System.nanoTime() is not affected by clock changes. Really everyone - this is 
simply not an issue in ZooKeeper. 

====================
Jordan Zimmerman

> On Dec 7, 2017, at 7:43 AM, Kathryn Hogg <[email protected]> wrote:
> 
> I'm pretty new to zookeeper but have a fair amount of experience with virtual 
> synchrony going back many years.  Even though time is relative, it is 
> possible that if the clock suddenly jumps forward on the server to 
> prematurely declare timeouts as expired.  I'm not sure how Zookeeper handles 
> that but in Isis, if 2 consecutive calls to gettimeofday had too large of a 
> difference, it considered it fishy.  
> 
> Of course, this is why we use ntp with adjtime to avoid clocks going 
> backwards or making large jumps forward.
> 
> -----Original Message-----
> From: Patrick Hunt [mailto:[email protected]] 
> Sent: Wednesday, December 06, 2017 5:18 PM
> To: UserZooKeeper <[email protected]>
> Subject: Re: Zookeeper session expiration
> 
> {External email message: This email is from an external source. Please 
> exercise caution prior to opening attachments, clicking on links, or 
> providing any sensitive information.}
> 
> What Jordan said + time use is only in the relative sense, not the absolute. 
> Session tracking (expiration) is relative to the start of leadership.
> 
> Patrick
> 
>> On Mon, Dec 4, 2017 at 12:21 PM, Jordan Zimmerman < 
>> [email protected]> wrote:
>> 
>> ZooKeeper, indeed, does not use wall clock time. It uses 
>> System.nanoTime() for most operations. Further, all operations go 
>> through the Leader node so only the Leader's notion of time matters. 

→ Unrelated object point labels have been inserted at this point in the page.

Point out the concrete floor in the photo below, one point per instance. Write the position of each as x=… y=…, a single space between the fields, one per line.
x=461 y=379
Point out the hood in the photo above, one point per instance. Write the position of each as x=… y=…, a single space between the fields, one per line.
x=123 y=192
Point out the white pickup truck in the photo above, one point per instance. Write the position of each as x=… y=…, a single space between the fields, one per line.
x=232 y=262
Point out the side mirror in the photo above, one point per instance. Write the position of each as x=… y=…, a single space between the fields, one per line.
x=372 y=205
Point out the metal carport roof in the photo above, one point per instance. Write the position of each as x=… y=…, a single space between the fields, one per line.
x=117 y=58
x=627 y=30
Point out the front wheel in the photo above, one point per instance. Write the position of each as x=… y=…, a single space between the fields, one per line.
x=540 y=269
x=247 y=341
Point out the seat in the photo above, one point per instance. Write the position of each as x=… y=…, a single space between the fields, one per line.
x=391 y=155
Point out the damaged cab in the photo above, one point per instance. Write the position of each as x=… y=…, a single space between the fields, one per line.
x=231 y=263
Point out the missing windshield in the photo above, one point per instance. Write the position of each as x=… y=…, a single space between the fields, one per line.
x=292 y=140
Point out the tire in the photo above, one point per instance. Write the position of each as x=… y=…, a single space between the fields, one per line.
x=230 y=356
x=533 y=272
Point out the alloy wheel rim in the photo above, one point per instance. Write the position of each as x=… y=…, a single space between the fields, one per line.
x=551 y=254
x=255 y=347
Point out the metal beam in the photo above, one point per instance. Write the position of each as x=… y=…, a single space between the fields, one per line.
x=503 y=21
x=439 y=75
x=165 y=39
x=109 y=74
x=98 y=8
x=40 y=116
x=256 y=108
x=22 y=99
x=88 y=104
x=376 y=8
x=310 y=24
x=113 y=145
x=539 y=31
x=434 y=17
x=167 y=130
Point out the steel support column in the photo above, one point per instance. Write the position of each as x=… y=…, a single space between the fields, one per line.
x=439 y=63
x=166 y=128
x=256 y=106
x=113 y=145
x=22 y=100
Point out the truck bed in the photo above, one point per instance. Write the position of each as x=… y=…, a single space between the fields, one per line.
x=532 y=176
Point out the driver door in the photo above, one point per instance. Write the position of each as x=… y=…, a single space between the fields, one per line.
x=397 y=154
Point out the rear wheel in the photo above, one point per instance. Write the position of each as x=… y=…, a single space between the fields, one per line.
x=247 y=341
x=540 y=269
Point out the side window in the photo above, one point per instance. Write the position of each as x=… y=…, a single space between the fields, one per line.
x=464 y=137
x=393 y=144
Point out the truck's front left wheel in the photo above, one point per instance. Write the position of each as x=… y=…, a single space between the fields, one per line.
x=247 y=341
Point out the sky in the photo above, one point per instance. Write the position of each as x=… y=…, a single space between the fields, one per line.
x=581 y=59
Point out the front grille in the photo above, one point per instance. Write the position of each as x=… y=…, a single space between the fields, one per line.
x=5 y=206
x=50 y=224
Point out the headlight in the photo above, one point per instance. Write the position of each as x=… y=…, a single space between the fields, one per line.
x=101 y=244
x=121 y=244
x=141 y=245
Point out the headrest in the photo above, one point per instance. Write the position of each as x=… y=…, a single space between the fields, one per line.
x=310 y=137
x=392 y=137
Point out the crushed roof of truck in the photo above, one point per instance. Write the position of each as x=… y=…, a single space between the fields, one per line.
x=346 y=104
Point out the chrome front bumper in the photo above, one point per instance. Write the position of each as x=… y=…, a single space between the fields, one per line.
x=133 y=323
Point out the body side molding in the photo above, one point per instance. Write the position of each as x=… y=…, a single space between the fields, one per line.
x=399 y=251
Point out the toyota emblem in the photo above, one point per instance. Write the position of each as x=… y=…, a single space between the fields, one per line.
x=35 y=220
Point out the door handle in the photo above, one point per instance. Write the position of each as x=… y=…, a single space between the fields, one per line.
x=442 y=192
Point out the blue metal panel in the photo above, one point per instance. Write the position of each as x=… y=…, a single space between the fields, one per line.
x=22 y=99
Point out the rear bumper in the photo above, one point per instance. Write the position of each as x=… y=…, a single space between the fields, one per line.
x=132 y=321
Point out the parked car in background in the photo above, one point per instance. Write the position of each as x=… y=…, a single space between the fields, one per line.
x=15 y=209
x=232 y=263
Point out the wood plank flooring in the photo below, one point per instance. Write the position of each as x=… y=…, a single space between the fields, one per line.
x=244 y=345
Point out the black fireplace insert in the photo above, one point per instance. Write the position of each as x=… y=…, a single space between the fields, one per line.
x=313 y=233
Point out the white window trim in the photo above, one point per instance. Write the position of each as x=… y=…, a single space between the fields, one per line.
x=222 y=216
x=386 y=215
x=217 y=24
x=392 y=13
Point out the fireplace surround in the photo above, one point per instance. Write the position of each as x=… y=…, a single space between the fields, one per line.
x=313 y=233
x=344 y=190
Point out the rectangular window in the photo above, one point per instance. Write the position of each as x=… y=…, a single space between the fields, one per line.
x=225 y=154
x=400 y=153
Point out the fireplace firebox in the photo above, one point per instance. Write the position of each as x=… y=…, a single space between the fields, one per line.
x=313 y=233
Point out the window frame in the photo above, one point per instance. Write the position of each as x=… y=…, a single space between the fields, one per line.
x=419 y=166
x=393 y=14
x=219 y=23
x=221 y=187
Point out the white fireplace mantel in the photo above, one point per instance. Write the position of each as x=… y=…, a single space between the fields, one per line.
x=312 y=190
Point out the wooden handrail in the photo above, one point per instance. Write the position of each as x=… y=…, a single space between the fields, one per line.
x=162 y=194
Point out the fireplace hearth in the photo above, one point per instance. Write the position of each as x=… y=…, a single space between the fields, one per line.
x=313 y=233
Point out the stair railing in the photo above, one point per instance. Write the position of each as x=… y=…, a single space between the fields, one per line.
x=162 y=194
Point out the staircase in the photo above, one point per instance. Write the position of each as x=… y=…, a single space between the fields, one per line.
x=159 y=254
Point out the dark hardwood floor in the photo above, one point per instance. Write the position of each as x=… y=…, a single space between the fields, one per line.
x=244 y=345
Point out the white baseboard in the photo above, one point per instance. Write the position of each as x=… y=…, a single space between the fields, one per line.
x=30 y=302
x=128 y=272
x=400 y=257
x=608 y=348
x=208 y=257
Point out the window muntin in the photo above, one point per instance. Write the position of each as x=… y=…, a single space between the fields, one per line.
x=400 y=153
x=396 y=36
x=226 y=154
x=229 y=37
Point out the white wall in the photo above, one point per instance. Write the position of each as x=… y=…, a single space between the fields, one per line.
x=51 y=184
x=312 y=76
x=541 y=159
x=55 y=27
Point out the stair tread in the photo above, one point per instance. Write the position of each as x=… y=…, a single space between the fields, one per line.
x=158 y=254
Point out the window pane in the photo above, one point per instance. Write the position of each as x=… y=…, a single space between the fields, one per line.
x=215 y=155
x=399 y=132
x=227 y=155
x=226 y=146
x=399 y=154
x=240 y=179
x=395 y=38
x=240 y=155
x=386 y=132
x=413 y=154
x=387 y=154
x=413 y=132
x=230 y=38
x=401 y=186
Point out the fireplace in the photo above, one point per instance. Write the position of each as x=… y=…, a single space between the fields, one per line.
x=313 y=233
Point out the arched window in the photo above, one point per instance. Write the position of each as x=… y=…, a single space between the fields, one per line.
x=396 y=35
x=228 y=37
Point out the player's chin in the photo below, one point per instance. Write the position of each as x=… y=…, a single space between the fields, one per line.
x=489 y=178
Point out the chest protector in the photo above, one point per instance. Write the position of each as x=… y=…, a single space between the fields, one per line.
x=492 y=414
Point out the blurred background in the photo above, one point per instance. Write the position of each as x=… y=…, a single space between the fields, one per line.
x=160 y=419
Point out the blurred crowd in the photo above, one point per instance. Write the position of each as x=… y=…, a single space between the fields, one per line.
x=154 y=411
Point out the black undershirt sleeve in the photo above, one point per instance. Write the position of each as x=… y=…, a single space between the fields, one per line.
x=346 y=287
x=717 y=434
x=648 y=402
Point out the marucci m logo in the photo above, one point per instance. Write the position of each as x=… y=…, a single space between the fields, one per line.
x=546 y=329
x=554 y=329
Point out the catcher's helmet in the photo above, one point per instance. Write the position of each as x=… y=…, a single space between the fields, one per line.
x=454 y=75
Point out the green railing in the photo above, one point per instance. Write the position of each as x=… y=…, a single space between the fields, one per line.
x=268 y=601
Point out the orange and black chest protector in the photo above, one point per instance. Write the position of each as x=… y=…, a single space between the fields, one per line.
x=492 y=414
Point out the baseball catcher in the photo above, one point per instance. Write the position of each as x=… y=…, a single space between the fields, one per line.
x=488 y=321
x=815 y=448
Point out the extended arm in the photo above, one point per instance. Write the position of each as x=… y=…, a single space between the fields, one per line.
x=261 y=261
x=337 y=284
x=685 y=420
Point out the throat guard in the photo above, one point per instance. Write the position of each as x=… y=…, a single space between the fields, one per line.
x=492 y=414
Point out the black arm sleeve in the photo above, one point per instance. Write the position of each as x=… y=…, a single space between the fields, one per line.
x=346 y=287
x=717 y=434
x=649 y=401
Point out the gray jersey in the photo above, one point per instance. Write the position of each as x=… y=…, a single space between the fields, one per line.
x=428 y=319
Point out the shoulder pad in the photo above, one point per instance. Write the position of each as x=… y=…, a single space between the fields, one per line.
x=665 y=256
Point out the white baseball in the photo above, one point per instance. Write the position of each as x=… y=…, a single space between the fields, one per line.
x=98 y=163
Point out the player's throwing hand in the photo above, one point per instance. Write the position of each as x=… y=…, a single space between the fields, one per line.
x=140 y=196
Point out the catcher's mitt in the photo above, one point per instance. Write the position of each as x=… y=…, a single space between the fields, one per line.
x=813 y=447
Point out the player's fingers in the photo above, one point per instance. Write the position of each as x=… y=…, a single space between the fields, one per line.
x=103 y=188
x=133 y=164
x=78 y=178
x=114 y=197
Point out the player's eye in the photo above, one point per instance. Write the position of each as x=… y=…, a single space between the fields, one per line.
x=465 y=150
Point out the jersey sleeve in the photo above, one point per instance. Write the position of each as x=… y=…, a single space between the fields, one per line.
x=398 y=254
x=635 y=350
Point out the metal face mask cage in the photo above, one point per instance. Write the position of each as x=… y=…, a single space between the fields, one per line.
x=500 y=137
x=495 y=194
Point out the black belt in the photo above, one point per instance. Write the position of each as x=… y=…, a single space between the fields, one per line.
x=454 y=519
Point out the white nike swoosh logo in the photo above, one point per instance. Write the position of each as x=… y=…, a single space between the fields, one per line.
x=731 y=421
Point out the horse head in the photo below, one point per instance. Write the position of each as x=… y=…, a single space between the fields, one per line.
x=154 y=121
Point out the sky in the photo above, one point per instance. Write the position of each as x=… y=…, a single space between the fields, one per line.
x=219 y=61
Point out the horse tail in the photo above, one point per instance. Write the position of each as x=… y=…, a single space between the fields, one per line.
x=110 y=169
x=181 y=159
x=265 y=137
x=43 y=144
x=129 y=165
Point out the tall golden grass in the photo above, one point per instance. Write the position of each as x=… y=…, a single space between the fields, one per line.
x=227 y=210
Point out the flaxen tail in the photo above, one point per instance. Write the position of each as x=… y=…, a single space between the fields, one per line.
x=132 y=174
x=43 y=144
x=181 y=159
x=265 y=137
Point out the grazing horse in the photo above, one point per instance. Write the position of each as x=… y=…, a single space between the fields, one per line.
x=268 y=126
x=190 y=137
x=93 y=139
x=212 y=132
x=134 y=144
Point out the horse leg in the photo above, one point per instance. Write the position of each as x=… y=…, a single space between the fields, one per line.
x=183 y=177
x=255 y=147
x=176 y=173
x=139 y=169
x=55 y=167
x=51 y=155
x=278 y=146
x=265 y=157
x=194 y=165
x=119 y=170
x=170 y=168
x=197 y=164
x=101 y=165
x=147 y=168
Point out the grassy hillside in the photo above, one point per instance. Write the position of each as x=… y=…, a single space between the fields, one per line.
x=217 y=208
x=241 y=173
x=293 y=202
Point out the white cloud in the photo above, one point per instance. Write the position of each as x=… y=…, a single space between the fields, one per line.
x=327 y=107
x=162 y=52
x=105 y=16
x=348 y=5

>> The Leader manages the session via a "SessionTracker" instance. The code is 
>> in SessionTrackerImpl.java.
>> There is a sessionExpiryQueue which is a kind of priority queue that 
>> returns expired sessions based on System.nanoTime().
>> 
>> -JZ
>> 
>>> On Dec 4, 2017, at 12:09 PM, Abraham Fine <[email protected]> wrote:
>>> 
>>> Hello Anthony and Shawn-
>>> 
>>> To the best of my knowledge ZooKeeper does not use the "wall clock" 
>>> time anywhere. So that should not be the problem.
>>> 
>>> Please consider enabling debug logging, which should allow you to 
>>> track the "pings".
>>> 
>>> Thanks,
>>> Abe
>>> 
>>>> On Mon, Dec 4, 2017, at 11:51, Anthony Shaya wrote:
>>>> Thanks Shawn, should I message the developer mailing list for a 
>>>> more definitive answer?
>>>> 
>>>> Thanks again for the reply.
>>>> 
>>>> -----Original Message-----
>>>> From: Shawn Heisey [mailto:[email protected]]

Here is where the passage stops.